“A gravação de atos processuais garante transparência”, diz Rafael Lara sobre decisão do STF
“A gravação de atos processuais garante transparência”, diz Rafael Lara sobre decisão do STF | Foto: Divulgação OAB-GO

“A gravação de atos processuais garante transparência”, diz Rafael Lara sobre decisão do STF

O presidente da OAB-Goiás, Rafael Lara Martins, comemorou a decisão do Supremo Tribunal Federal (STF) que reafirma o direito de advogados gravarem audiências e outros atos processuais por meios próprios, sem necessidade de autorização prévia.

Para ele, o entendimento consolida uma importante conquista da advocacia.

“A gravação de atos processuais garante transparência, protege direitos e fortalece o exercício profissional com base em segurança jurídica”.

Completou:

”Essa conquista da advocacia goiana agora tem impacto em todo o país”, afirmou Rafael Lara Martins.

A manifestação do presidente da seccional goiana ocorre após o julgamento da Arguição de Descumprimento de Preceito Fundamental (ADPF) nº 1.273, relatada pelo ministro Nunes Marques e julgada em 6 de novembro.

O STF confirmou que a advocacia pode realizar gravações desde que comunique previamente aos presentes e aja com responsabilidade — sem expor jurados, testemunhas ou terceiros, nem divulgar o material em redes sociais ou para fins comerciais.

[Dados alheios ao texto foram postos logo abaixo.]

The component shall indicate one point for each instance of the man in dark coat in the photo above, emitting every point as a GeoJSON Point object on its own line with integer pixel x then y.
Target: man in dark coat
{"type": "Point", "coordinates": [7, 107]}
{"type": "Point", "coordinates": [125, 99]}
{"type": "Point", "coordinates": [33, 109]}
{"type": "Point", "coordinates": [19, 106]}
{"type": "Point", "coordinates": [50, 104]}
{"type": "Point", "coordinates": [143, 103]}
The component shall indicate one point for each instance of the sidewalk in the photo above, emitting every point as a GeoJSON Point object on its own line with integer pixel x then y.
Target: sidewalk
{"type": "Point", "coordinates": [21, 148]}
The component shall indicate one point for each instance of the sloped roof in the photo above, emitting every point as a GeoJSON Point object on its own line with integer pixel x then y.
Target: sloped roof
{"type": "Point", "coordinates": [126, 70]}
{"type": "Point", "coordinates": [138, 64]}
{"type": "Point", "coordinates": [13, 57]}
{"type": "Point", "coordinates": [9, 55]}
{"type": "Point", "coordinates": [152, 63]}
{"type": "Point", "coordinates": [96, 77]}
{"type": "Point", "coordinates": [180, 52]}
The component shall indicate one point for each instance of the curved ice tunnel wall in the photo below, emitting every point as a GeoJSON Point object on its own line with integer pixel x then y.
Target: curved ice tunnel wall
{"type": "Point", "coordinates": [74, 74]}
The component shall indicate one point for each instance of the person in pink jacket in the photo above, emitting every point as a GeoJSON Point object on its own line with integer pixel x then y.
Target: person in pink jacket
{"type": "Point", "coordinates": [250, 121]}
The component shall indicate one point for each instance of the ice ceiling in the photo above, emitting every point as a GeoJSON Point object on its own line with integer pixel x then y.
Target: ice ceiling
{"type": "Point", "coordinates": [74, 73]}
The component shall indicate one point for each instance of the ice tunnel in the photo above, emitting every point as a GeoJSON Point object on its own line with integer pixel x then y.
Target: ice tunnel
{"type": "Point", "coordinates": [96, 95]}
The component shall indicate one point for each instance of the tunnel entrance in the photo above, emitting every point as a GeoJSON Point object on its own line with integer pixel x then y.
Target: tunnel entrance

A ação foi proposta pela Associação Brasileira dos Advogados Criminalistas (Abracrim) contra a Resolução Conjunta nº 645/2025, do Conselho Nacional de Justiça (CNJ) e do Conselho Nacional do Ministério Público (CNMP), com participação do Conselho Federal da OAB (CFOAB).

Na decisão, o ministro Nunes Marques observou que a norma não restringe prerrogativas, mas reforça garantias da Lei Geral de Proteção de Dados (LGPD), do Código de Processo Civil (art. 367) e do Estatuto da Advocacia, assegurando que advogados e partes podem registrar atos processuais com seus próprios equipamentos.

Outras lideranças da advocacia também destacaram o avanço.

O conselheiro federal Pedro Paulo de Medeiros, presidente da Comissão Nacional de Defesa das Prerrogativas, afirmou que o Supremo “consolidou um avanço histórico, reconhecendo que o advogado deve informar, não pedir para gravar”.

Já o presidente do Sistema de Defesa das Prerrogativas (SDP), Alexandre Pimentel, ressaltou que a decisão “formaliza uma prática já comum, baseada na transparência e no respeito às prerrogativas”.